Pour une justice par-delà
les frontières
Perenco est une multinationale spécialisée dans l’exploitation de puits de pétrole en fin de vie. Seul opérateur pétrolier en République Démocratique du Congo (RDC), le groupe est mis en cause par de nombreux rapports et enquêtes du Sénat congolais, d’associations congolaises et internationales pour des atteintes graves à l’environnement et aux droits des communautés riveraines.
Sherpa et les Amis de la Terre France enquêtent depuis des années sur l’implication de la société française Perenco S.A. dans les activités pétrolières déployées par le groupe en RDC. Face à l’opacité du groupe et de son organisation, les associations ont engagé en 2019 une action judiciaire « avant procès » au moyen d’un outil spécifique (l’article 145 du Code de procédure civile) visant à obtenir plus d’informations sur les liens entre Perenco S.A. et les sociétés qui opèrent localement, en RDC. Elles ont obtenu une décision les autorisant à faire saisir des documents internes au siège de la société française à Paris, mais cette dernière a refusé de l’exécuter en bloquant l’accès de l’huissier à ses locaux. Les associations ont alors renouvelé leur demande puis, face au refus des premiers juges et de la Cour d’appel, elles ont saisi la Cour de cassation, qui a tranché en leur faveur en mars 2022. La Cour a jugé que la possibilité pour les associations de lancer cette action se décidait selon la loi française, et non selon la loi étrangère comme le soutenait l’entreprise.
A la suite de cette procédure, Sherpa et les Amis de la Terre France, soutenues par l’ONG Environmental Investigation Agency (EIA-US), ont assigné Perenco S.A. devant le Tribunal judiciaire de Paris en novembre 2022. Elles demandent que la société française soit condamnée à réparer les préjudices écologiques causés en RDC, au titre de sa responsabilité civile. Les associations demandent également au Tribunal de contraindre l’entreprise à prendre des mesures pour faire cesser les dommages environnementaux et prévenir de nouvelles atteintes à l’environnement.
Le droit est un outil de pouvoir dans la mondialisation, il innerve les rapports de force et favorise l’impunité des plus puissants. Du fait de leur caractère transnational, ou d’enjeux politiques et économiques, de nombreuses situations de violations échappent à la justice. Saisir les juridictions doit permettre de replacer le débat sur le terrain du droit, de donner la parole aux personnes affectées et ainsi de restituer l’outil juridique aux mouvements sociaux.
Grâce au travail d’ONG et de journalistes, les conséquences néfastes de la globalisation sont de plus en plus documentées et dénoncées.

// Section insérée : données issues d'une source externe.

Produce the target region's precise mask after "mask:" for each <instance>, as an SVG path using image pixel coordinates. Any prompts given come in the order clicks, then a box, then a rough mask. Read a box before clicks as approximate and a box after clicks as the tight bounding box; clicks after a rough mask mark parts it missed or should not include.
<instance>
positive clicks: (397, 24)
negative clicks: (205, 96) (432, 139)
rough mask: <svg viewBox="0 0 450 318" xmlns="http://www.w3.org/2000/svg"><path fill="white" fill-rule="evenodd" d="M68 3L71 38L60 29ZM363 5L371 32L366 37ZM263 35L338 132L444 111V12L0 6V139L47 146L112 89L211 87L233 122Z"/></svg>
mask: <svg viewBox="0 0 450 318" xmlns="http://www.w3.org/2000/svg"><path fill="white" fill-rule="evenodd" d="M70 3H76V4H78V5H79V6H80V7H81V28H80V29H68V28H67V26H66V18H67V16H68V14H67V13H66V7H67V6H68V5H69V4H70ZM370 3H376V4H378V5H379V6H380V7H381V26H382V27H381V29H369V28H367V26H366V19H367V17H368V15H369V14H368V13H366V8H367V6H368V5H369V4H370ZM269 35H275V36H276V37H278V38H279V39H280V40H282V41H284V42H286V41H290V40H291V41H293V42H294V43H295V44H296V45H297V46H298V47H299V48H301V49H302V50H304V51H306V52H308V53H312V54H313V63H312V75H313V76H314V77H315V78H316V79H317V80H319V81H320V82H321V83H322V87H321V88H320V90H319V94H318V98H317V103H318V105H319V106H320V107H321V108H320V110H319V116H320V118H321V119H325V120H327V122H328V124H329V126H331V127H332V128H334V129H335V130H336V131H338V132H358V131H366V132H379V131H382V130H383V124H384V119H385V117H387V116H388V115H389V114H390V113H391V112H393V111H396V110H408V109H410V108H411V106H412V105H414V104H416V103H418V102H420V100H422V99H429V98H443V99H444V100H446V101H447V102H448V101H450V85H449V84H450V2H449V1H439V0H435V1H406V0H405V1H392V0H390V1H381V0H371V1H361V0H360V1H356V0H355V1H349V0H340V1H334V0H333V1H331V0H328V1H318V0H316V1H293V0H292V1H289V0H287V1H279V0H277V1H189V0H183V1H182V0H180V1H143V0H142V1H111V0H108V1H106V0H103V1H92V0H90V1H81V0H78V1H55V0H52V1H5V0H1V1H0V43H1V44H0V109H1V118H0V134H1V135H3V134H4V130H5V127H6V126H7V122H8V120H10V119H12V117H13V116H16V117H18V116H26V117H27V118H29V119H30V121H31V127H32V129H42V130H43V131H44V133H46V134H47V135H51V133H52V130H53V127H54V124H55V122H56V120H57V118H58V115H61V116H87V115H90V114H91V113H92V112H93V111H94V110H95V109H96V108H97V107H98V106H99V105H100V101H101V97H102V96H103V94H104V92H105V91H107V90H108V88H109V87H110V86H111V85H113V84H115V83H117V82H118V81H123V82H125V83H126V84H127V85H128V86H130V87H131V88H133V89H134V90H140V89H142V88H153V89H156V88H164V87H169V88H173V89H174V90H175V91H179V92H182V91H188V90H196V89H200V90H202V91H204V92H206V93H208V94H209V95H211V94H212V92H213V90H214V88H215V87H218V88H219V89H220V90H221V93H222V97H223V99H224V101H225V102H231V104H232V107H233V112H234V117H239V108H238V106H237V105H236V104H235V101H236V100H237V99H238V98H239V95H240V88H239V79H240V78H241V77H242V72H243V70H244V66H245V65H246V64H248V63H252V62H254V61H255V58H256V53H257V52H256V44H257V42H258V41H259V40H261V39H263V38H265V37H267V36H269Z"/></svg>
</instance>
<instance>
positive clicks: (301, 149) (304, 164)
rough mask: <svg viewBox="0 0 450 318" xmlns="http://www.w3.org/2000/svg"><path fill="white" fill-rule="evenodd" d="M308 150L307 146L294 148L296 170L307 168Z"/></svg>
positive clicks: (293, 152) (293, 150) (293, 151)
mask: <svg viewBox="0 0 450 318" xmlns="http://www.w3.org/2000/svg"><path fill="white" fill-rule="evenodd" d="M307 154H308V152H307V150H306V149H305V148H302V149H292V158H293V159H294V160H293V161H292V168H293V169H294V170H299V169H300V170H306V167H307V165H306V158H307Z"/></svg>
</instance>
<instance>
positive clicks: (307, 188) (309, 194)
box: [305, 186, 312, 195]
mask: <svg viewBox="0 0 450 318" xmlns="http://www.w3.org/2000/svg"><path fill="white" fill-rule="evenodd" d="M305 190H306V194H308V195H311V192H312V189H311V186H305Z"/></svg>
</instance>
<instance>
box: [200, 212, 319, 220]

Nos actions judiciaires permettent d’engager un débat contradictoire, d’établir les faits, et d’appliquer les règles de droit à ces situations. Elles visent aussi à apporter des solutions concrètes en faisant cesser des violations, en engageant la responsabilité des acteurs concernés et/ou en permettant aux victimes d’obtenir réparation.
Appuyant notre plaidoyer et associées à notre laboratoire de droit et partage d’expérience, nos actions en justice ont vocation à contribuer à un changement plus large et durable. Elles nourrissent le débat public pour mettre en lumière les limites du cadre juridique et les obstacles auxquels font face les victimes du capitalisme mondialisé. Elles établissent des précédents qui viennent façonner un cadre juridique plus protecteur.